Задано адресное пространство сети 192.168.1.1 (2k) и 192.168.1.2 (XP). Маска подсети 255.255.255.0
Оба в одной рабочей группе, пингуются без ошибок и потерь. На обоих заданы общие ресурсы.
А заключается проблема в том, что в сетевом окружении всё пусто: ни общих ресурсов, ни самих компьютеров. Никак данные с одной машины на другую не передать.
Что же ещё сделать осталось?..

----------


## Terror

> Здравствуйте.
> Проблема у меня возникла по сути глупая.
> Итак, есть 2 компьютера. На одном Win2k, на другом WinXP. Соединены напрямую через кабель витой пары.
> Задано адресное пространство сети 192.168.1.1 (2k) и 192.168.1.2 (XP). Маска подсети 255.255.255.0
> Оба в одной рабочей группе, пингуются без ошибок и потерь.
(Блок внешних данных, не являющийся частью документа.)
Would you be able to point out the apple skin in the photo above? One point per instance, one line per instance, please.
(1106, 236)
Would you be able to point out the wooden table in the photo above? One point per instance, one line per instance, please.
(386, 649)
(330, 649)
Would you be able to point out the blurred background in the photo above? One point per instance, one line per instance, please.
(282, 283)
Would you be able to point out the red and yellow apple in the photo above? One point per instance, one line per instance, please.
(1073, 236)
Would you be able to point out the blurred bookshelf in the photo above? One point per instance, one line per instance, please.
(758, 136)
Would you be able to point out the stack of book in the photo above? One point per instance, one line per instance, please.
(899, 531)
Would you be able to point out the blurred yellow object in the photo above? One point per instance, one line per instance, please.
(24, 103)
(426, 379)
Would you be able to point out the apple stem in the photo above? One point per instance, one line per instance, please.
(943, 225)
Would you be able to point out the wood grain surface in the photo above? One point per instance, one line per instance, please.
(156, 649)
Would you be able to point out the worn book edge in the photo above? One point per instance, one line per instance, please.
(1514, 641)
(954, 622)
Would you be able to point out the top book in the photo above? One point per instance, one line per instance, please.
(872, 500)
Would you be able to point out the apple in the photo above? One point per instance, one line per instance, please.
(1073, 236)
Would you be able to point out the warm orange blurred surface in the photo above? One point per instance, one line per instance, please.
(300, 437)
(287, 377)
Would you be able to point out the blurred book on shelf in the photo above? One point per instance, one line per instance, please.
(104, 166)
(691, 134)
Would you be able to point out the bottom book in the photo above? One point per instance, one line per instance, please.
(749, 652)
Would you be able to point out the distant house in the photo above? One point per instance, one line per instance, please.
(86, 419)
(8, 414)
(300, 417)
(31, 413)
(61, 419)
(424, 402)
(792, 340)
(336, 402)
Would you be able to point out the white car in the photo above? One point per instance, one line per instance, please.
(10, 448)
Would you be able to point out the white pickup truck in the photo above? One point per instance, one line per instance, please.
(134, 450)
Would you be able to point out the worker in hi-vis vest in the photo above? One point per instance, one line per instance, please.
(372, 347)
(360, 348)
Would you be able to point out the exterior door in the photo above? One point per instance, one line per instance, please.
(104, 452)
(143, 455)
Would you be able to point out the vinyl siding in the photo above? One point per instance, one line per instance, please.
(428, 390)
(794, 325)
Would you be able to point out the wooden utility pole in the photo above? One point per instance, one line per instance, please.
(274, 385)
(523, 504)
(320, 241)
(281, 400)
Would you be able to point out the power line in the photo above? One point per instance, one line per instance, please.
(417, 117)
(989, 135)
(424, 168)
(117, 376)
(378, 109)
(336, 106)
На обоих заданы общие ресурсы.
> А заключается проблема в том, что в сетевом окружении всё пусто: ни общих ресурсов, ни самих компьютеров. Никак данные с одной машины на другую не передать.
> Что же ещё сделать осталось?..


Проверьте кабель http://www.desnogorsk.net/connect_2_computer
В вашем случае комп-комп
(к данному сайту никакого отношения не имею:) )

----------


## avvdark

стоят фаерволы или антивири?

----------


## Злой Кукловод

Один раз написал, но мессага куда-то пропала...   :(



> Проверьте кабель


Кабели не причем, если все пингуется.




> стоят фаерволы или антивири?


Тоже непричем. 




> Здравствуйте.
> А заключается проблема в том, что в сетевом окружении всё пусто: ни общих ресурсов, ни самих компьютеров. Никак данные с одной машины на другую не передать.
> Что же ещё сделать осталось?..


Если компа всего два - они будут долго отдупляться в кеш сетевого, особенно при маске /24.
Ссужайте маску, чтоб "в пустоту" пакеты не адресовались. Можно прописать по старинке lmhosts в корнях. Можно запустить поиск в сетевом окружении на имя компа соседа и по найденному кликнуть - и так раза три- четыре - и он появится. Можно скриптик написать который сам это сделает. НО!
Самый простой способ при известном ip - ламерский - ярлык на рабочий стол, а в ем вместо пути - ip соседа. Кликаешь пару раз в ярлык - попадаешь к соседу. Ну, есс-но если доступ дан на ресы.

----------


## Shot

Проблема *скорее всего* в том что у вас не работает служба "Обозреватель компьютеров". Попробуйте её включить через services.msc, если же она самопроизвольно отключается, то нужно включить службу Windows Firewall/ICS, из за которой отключется Обозреватель(глюк мелкософта, есть хотфикс, но я ставить не стал :)) ), и после включения файервола вручную отключить брэндмауэр.

----------